Valerie menangis di dalam pelukan Xaverio. Naura bahkan duduk lemas seraya menyandar pada Zwen. Berbeda dengan Felicite yang terpaksa harus dibawa menjauh dari lorong kamar Kresna.

Felicite menangis ketika Albar menggendong menuju taman Rumah Sakit. Memeluk leher Albar, seraya bersembunyi di leher jenjangnya.

"Abang bakal bangun, Princess. Jangan khawatir." bisik Albar tenang, "Abang kan belum liat penampilan kamu tadi, pasti dia bangun. Nggak mungkin Abang pergi, 'kan?"

"Ta-tapi Om Eiljah belum keluar-keluar, Kak Al. Abang kenapa belum sadar juga?"

"No, Princess." Albar duduk di kursi kayu panjang menghadap air pancuran. Felicite ia dudukan di atas pangkuan dengan Auris setia di sampingnya. "Abang nggak akan ingkar."

Felicite menenggakkan kepala. Menatap Albar ragu akan ucapannya. Albar tersenyum, mengelus pipi gembul favorit semua orang, "Percaya, ya. Abang nggak akan pergi ninggalin Fizzy."

Felicite menunduk, ia kembali menyandarkan kepala pada dada bidang Albar. Memeluk tubuh liat agar ia merasa aman.

Auris tersenyum kecil melihat perlakuan Albar pada Adik kesayangan sahabatnya itu. Membuat hatinya menghangat, Albar mampu menenangkan Felicite dengan aura lembutnya.

"Tetap berdoa, Princess." ucap Auris mengelus rambut Felicite.

Kepala Albar menoleh ke arah Auris yang sedang menatap lamat Felicite. Sungguh, ia bodoh sekali jika harus menyia-nyiakan perempuan sabaik Auris.

"Kalian jangan panik."

Tutur Taksa menatap pintu putih dengan kosong. Kedua tangan ia genggam dan ditekuk di atas lututnya.

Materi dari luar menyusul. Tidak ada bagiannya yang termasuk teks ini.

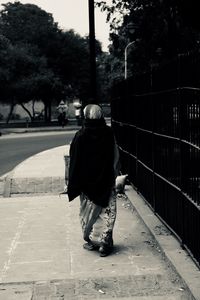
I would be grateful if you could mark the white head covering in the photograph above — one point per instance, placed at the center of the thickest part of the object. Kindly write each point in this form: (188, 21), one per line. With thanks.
(93, 111)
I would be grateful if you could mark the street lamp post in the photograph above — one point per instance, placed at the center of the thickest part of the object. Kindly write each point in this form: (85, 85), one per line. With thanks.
(125, 58)
(131, 28)
(92, 49)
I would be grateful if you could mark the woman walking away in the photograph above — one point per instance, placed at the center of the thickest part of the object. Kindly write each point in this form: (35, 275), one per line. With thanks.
(93, 168)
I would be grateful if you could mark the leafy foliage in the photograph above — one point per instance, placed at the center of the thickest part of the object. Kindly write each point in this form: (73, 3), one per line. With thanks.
(39, 61)
(162, 29)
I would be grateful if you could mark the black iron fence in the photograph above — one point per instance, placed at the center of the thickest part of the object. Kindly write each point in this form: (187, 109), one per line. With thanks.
(156, 119)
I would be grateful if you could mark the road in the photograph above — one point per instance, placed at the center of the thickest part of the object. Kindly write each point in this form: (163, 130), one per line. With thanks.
(16, 148)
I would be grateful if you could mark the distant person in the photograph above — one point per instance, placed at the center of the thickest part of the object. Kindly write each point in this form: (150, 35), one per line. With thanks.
(62, 109)
(93, 168)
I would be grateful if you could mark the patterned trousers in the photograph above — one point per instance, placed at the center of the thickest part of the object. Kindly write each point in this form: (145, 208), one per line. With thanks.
(98, 222)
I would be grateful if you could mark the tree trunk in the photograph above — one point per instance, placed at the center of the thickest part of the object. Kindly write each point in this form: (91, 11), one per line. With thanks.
(47, 111)
(10, 113)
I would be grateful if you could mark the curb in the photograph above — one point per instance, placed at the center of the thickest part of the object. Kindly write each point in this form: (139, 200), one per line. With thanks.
(30, 186)
(178, 258)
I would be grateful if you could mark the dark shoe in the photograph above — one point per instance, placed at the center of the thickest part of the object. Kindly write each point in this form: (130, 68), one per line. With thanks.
(105, 250)
(89, 246)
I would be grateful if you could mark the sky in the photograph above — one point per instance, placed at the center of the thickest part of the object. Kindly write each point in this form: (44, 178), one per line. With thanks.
(73, 14)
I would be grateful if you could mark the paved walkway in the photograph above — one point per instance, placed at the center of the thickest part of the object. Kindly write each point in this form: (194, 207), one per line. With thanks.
(41, 254)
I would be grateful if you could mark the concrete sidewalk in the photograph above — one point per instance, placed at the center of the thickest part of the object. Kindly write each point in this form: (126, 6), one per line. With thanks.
(41, 254)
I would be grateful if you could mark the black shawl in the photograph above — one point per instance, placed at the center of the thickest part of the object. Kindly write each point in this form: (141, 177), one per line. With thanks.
(91, 169)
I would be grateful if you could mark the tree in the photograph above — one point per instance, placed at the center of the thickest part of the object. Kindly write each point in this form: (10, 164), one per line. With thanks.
(43, 61)
(162, 31)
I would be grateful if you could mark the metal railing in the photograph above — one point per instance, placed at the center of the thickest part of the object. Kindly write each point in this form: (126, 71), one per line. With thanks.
(157, 128)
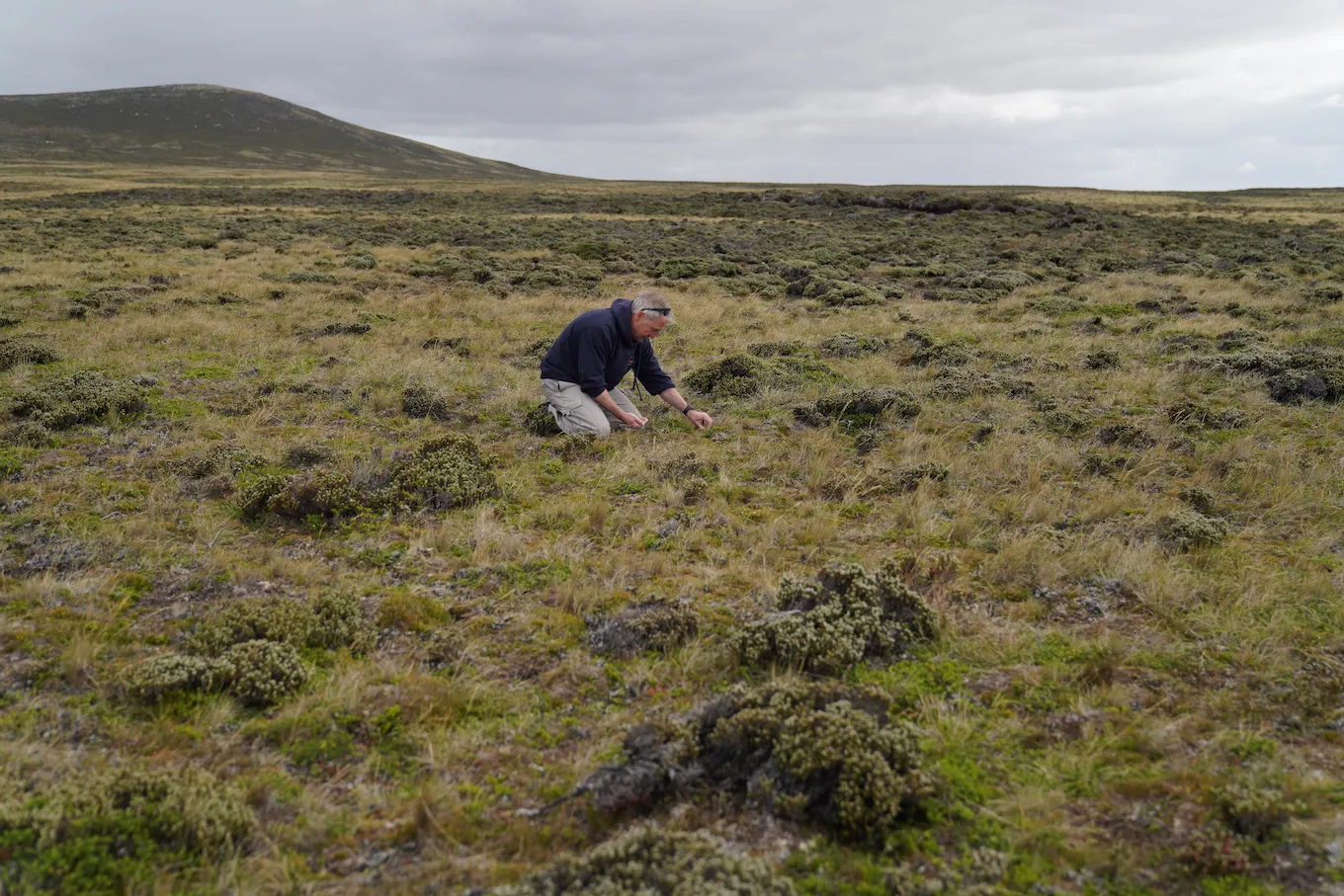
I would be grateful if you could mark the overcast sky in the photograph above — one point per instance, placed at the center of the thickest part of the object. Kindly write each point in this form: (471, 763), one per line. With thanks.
(1145, 94)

"Kresna nggak akan mati di sini. Kresna nggak akan nyerah buat kita." tegas Taksa tanpa ekspresi.

"Sa..."

"Nggak, Ze." sorot mata Taksa beda dari biasanya, "Kita nggak boleh pasrah. Kita harus berdoa buat Kresna. Kresna punya alasan kuat untuk tetap bertahan.  Bukan tipekal dia meninggalkan sesuatu hal yang ingin dia raih."

Zwen menatap tegas Taksa. Hanya Taksa yang paling tenang di antara semuanya. Hanya Taksa yang berani mengutarakan hal ini. Hanya Taksa yang mampu menggetarkan hatinya sejak hari pertama Kresna berbaring. Taksa mampu membuat suasana terkendalikan.

"Kresna nggak akan pergi sebelum apa yang ia inginkan terwujud." lanjut Taksa menatap Zwen menusuk. "Kresna pasti sadar."

"I hope so." timpal Zeroun mengusap wajah kasar

Zwen semakin terdiam. Ia memejamkan mata sekilas, sebelum membuang arah pandang dari Taksa. Kembali mengecup kepala sang Istri.

Eiljah keluar, melepas masker hijau. Tatapan lega ia lontarkan kepada mereka yang berharap banyak padanya.

Semua mendekat ke arah Dokter kepercayaan Gibson.

"Kresna kembali stabil meskipun irama jantung berdetak cukup lemah dari sebelumnya." jelas Eiljah membuat siapa yang mendengarnya merasakan kelegaan, "Langkah awal yang baik untuk kita semua. Kita mendapat secercah cahaya untuk ia sadar."

Tak ada yang menghela nafas selega mungkin.

"Kresna bakal sadar, 'kan, Eiljah?"

Eiljah mengangguk mantap, "Tetap berdoa dan beri dia semangat. Saya yakin seratus persen Kresna ngedenger apa yang kita omongin." lanjut Eiljah menepuk bahu Naura, "Kabari saya kalau terjadi sesuatu. Seperti biasa kalau ingin menjenguk bergantian."

"Terimakasih, Eiljah. Terimakasih."

"Jangan mengucapkan kata terimakasih, sebelum Kresna tersadar sepenuhnya." jelas Eiljah menatap Zwen dan Naura bergantian. "Saya pamit."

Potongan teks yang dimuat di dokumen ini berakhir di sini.